When we first saw the UEFI our thoughts centered on how to protect it. We were told that there were systems in place that could prevent the loading of unsigned or malicious code into the firmware environment. This was and still is true, but those systems are not impossible to compromise, and they are not the only game in town for attackers to take advantage of. In 2014 we covered once of the first proof of concepts for a UEFI compromise. It was an impressive thing to watch. There were some responses to this display including some additional security validation to prevent the loading of malicious code into the UEFI itself.

Since that time there has not exactly been a proliferation of UEFI malware or bootkits. There have been roughly 4-6 major ones that have been identified and cataloged. Give the time frame that is not bad at all. When we start to add context to those numbers, things look a little different. More than half of the identified Bootkits aimed at the UEFI have happened in the last 2-3 years. There have been other indicators that this will be a new tactics for major attacks. Two recent UEFI based attacks included techniques that were part of the Hacking Team and/or Vault7 leaks. This means that the information disclosed in those two dumps are actively being worked on and used by attackers (Captain Obvious here).
Security Researchers are also seeing this trend with reports form Kaspersky and ESET both focusing on the new trend. Right now, these types of attacks are being used against high profile targets where persistence and time on target is going to produce the largest payoff. The goal here is long term espionage while remaining undetected for as long as possible. These types of attacks also take time and money to get set up, so they are not going to be the stuff of drive-bys anytime soon.

Still there is another type of attack group out there that might move into the UEFI attack space in the near future, the IAG (Initial Access Group). These groups look to compromise systems in masse so that they can later sell access for other campaigns. These campaigns can range from Botnets for DDoS attacks, Adware campaigns, and (if the money is good enough) ransomware targets.

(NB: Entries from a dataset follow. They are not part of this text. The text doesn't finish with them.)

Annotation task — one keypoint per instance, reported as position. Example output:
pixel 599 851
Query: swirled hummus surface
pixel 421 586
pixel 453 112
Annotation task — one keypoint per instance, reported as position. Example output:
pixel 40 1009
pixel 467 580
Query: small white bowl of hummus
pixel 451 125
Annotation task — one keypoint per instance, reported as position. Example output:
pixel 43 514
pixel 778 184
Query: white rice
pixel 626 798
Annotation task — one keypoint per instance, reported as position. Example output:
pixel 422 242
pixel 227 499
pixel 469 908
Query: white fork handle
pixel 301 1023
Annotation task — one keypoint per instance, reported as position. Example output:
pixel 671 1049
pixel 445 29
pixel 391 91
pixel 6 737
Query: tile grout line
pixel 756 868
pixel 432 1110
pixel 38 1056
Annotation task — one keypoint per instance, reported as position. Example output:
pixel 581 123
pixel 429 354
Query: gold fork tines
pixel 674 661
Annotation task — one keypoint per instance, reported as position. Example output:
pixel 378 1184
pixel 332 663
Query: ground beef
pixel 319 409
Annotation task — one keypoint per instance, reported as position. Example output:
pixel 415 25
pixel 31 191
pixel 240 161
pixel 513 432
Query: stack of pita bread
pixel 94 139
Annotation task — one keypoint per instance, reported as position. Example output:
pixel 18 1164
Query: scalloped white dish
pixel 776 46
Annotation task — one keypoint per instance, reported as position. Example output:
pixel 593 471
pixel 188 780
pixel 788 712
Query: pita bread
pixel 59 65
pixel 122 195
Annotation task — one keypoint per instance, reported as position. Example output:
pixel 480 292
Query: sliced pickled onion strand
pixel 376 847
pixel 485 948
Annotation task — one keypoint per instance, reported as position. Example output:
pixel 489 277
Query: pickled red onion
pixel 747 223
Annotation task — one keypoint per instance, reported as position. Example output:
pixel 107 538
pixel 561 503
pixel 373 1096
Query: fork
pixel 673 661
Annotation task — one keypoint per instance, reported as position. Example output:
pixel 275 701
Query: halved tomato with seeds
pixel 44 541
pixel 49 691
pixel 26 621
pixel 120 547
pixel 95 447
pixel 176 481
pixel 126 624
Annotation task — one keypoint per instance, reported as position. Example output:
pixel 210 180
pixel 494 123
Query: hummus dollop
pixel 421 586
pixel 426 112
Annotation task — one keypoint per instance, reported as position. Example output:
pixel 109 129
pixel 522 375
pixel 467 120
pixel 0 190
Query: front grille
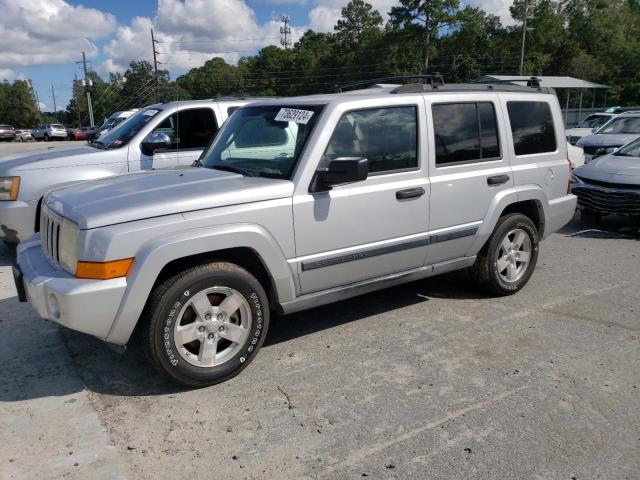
pixel 608 198
pixel 50 235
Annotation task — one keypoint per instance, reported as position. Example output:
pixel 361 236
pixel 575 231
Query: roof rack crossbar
pixel 435 79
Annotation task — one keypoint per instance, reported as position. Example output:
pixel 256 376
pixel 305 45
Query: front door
pixel 375 227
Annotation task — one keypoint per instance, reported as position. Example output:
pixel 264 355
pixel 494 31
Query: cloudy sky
pixel 41 39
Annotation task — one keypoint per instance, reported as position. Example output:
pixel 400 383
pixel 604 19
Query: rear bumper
pixel 561 211
pixel 88 306
pixel 17 220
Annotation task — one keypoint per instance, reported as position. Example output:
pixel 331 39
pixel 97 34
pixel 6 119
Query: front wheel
pixel 206 324
pixel 506 262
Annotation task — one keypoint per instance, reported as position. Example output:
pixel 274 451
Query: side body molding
pixel 501 201
pixel 153 256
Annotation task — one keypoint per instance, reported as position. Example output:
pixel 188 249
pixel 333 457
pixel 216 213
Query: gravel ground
pixel 430 380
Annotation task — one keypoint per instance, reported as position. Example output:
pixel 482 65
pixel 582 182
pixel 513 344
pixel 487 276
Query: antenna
pixel 285 31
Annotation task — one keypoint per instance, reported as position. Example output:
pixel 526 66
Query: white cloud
pixel 191 32
pixel 495 7
pixel 36 32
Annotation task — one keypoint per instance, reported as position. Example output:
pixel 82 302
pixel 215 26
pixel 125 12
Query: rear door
pixel 468 167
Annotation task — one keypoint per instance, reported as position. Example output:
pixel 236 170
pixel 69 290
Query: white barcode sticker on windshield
pixel 294 115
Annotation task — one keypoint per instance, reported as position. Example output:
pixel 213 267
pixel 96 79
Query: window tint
pixel 256 131
pixel 465 132
pixel 387 137
pixel 532 127
pixel 193 128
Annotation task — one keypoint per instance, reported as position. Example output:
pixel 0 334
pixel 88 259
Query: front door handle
pixel 497 179
pixel 410 193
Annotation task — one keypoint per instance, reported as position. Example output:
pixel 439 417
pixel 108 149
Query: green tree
pixel 428 16
pixel 358 23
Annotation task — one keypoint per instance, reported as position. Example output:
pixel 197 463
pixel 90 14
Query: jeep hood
pixel 613 169
pixel 606 139
pixel 53 158
pixel 137 196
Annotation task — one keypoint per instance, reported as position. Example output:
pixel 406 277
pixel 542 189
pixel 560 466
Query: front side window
pixel 263 141
pixel 532 127
pixel 594 121
pixel 465 132
pixel 628 125
pixel 387 137
pixel 123 133
pixel 189 129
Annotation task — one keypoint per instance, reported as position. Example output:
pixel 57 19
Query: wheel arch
pixel 254 249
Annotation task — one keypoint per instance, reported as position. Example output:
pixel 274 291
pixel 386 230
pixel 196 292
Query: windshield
pixel 631 149
pixel 124 132
pixel 622 125
pixel 593 121
pixel 262 141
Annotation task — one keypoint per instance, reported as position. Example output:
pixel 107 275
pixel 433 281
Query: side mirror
pixel 341 171
pixel 154 142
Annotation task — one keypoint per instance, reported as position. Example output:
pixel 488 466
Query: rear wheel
pixel 206 324
pixel 506 262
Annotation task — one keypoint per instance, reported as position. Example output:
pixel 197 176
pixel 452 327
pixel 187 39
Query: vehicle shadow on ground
pixel 609 227
pixel 129 374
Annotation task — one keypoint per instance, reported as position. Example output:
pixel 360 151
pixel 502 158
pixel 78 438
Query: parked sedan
pixel 23 135
pixel 610 184
pixel 612 135
pixel 7 133
pixel 587 126
pixel 50 131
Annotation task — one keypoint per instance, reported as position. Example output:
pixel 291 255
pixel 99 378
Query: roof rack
pixel 435 79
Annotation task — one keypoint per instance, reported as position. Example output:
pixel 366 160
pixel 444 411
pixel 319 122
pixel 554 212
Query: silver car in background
pixel 50 131
pixel 610 184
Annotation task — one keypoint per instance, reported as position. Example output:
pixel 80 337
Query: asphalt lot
pixel 430 380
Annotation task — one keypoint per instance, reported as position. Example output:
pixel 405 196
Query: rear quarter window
pixel 532 127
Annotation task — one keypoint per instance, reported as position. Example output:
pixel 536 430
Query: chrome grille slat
pixel 50 226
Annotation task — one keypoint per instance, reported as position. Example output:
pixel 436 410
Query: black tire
pixel 484 271
pixel 169 299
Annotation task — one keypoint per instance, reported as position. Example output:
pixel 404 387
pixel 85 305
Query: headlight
pixel 9 187
pixel 68 246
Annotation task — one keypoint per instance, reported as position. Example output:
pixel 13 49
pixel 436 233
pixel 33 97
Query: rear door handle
pixel 410 193
pixel 497 179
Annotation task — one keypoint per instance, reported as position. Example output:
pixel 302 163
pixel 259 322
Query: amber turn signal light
pixel 103 271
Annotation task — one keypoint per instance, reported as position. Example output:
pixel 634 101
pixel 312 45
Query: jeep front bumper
pixel 88 306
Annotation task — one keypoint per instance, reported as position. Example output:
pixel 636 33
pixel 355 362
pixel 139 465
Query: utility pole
pixel 55 107
pixel 524 34
pixel 155 65
pixel 285 41
pixel 34 95
pixel 87 83
pixel 75 97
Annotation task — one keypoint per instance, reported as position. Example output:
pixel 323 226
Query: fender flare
pixel 500 202
pixel 154 255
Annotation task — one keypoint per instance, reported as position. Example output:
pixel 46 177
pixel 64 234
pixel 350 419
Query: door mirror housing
pixel 154 142
pixel 341 171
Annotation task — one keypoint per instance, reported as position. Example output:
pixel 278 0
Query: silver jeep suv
pixel 300 202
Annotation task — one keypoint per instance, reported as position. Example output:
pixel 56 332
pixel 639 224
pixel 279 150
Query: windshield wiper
pixel 229 168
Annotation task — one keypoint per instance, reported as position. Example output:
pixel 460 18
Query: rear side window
pixel 387 137
pixel 465 132
pixel 532 127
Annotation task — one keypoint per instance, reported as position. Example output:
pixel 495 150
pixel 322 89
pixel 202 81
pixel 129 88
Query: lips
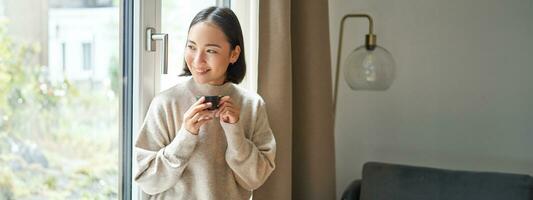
pixel 202 71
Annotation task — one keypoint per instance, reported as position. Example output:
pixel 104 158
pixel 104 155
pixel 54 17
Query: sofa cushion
pixel 381 181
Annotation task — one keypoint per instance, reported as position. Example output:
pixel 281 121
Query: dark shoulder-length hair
pixel 227 21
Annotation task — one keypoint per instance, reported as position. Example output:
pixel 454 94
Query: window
pixel 59 129
pixel 87 56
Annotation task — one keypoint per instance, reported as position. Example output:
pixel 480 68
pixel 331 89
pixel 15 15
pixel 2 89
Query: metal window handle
pixel 151 37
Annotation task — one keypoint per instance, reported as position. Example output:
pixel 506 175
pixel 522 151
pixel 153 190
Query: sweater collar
pixel 207 89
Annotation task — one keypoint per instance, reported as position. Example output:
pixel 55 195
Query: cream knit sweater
pixel 224 161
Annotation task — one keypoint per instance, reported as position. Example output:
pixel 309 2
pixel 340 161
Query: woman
pixel 185 150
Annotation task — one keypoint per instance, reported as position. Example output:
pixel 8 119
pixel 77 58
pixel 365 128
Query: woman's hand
pixel 197 115
pixel 228 111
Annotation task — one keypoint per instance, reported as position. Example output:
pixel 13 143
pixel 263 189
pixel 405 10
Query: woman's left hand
pixel 228 111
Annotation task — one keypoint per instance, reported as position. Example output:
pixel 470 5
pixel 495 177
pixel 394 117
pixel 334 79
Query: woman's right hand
pixel 197 115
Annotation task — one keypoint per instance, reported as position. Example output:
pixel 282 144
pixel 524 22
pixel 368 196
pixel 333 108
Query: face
pixel 208 53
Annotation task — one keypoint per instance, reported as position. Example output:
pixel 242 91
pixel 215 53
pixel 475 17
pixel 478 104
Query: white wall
pixel 463 97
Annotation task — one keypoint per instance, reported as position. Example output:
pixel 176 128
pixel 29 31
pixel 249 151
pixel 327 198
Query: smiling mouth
pixel 202 71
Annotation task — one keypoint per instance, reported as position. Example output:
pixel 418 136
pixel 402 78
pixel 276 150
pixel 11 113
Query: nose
pixel 198 57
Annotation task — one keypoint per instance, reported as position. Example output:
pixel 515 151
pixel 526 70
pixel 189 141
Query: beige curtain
pixel 295 81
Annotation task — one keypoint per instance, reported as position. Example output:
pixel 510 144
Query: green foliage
pixel 67 124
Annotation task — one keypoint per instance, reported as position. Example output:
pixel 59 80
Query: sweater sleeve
pixel 161 154
pixel 251 159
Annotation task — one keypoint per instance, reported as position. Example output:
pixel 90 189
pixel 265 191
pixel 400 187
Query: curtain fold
pixel 275 86
pixel 295 81
pixel 313 136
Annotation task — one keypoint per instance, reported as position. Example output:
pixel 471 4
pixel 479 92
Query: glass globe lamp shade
pixel 369 69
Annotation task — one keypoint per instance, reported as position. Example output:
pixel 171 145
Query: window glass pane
pixel 59 100
pixel 176 16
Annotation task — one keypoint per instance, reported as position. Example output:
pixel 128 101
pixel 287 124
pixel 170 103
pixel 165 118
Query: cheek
pixel 188 58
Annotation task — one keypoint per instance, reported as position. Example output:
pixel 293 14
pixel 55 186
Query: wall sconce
pixel 368 67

As the techniques and tools needed to execute this type of attack become more documented and available the IAG groups can work them into their efforts. If they can compromise many systems with this level of persistence, they can get a lot of money out of it. The potential return on investment could be enough to get them developing a more commodity attack aimed at the UEFI (we have seen other firmware attacks used by IAG groups). Once that happens the idea of UEFI zombies is very real with little chance of detection and removal by the average user. As there are no well-defined consumer level next generation antimalware products, we could potentially see these remain in place for years as the typical reload or system restore does nothing to remove the original infection.

Now this is not to say that we will see this happen tomorrow, there is still a development curve to think about. The groups in question need to be able to understand the return on any development investment. There also must be a relatively easy way to push this out to large numbers of people either via phishing, drive-bys or another attack at scale. This one item is probably the only thing hold back these groups. After all, why put in all the work when the old attacks still work and pay. Oddly enough this is also the reason some major security tools are not moving to more advanced detection methods. If people are still paying for the old stuff, why develop new.